Ihre Arbeiten zur osteuropäischen Geschichte, zur Zeit des Stalinismus und zur Geschichte der Zwangsmigrationen tragen zum weltweit hohen Ansehen der Stanford University bei. Es ist mir eine Ehre, mit Ihnen und Ihren Studentinnen und Studenten heute über die deutsche Erinnerungskultur zu diskutieren - und über die Frage, was eine lebendige Erinnerungskultur ausmacht. Die Luft der Freiheit weht " : Ja, heute kann man wieder an Deutschland denken, wenn man diesen schönen Satz des Humanisten Ulrich von Hutten hier in Stanford als Universitätsmotto liest. Doch Deutschlands Weg zur Freiheit, zu Demokratie und Rechtsstaatlichkeit war lang, steil und steinig. Er war geprägt von Rückschlägen und Irrwegen. Und er führte im 20. Jahrhundert durch den dunkelsten Abgrund der Geschichte, der auch hier in den USA sichtbar und gegenwärtig ist.

Das United States Holocaust Memorial Museum in Washington, das ich über-morgen besichtigen werde, führt uns die Shoa vor Augen. Das Schicksal der Emigranten, die Zuflucht in den USA gefunden haben - darunter zum Beispiel der Historiker Fritz Stern - offenbart, was Deutschland mit der Ausgrenzung der deutschen Juden verloren hat. Gedenkorte für die GIs, die für die Befreiung Europas vom Nationalsozialismus ihr Leben gegeben haben, zeigen, wie hoch der Einsatz der USA für die Freiheit im Zweiten Weltkrieg war.
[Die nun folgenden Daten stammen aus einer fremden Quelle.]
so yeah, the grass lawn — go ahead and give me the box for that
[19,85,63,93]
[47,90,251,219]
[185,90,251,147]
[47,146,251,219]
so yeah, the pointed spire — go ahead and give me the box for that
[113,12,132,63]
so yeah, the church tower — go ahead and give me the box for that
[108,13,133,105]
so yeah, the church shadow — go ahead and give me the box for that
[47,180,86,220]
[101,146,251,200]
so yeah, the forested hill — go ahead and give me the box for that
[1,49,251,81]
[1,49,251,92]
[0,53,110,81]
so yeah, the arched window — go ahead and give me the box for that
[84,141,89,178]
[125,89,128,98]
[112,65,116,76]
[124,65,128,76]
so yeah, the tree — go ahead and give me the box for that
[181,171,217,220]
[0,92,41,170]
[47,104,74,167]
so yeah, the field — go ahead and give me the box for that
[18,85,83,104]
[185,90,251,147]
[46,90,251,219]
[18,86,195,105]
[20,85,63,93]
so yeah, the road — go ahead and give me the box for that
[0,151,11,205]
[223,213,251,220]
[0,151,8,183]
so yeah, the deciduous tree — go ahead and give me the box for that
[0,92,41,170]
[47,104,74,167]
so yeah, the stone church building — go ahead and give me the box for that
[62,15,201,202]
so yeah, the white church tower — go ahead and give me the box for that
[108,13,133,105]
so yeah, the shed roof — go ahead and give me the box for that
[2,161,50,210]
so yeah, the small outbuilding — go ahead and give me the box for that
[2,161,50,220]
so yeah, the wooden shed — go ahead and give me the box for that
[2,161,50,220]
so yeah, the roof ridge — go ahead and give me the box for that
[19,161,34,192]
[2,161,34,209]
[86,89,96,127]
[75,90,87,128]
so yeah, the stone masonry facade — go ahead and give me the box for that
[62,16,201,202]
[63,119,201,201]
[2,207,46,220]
Nicht zuletzt mit Blick auf die Abgründe der eigenen Geschichte kommt der Erinnerungskultur innerhalb der deutschen Kulturpolitik eine Sonderrolle zu, und zwar insofern, als die Politik sich hier nicht auf die Verantwortung nur für die Rahmenbedingungen - den Grundsatz unserer Kulturpolitik generell - zurückziehen darf, sondern den Gegenstand selbst prägt. Nationales Erinnern und Gedenken lassen sich natürlich nicht amtlich verordnen; sie sind aber auch nicht rein bürgerschaftlich zu bewältigen. Erinnerungskultur ist deshalb immer auch eine öffentliche Angelegenheit - das heißt in staatlicher Gesamtverantwortung. Hier berühren wir Fragen des Selbstverständnisses unserer Nation. Wir formulieren den Anspruch, auch moralisch angemessen mit der eigenen Geschichte umzugehen und nicht zuletzt dadurch ein Fundament für die Gegenwart und Zukunft zu legen.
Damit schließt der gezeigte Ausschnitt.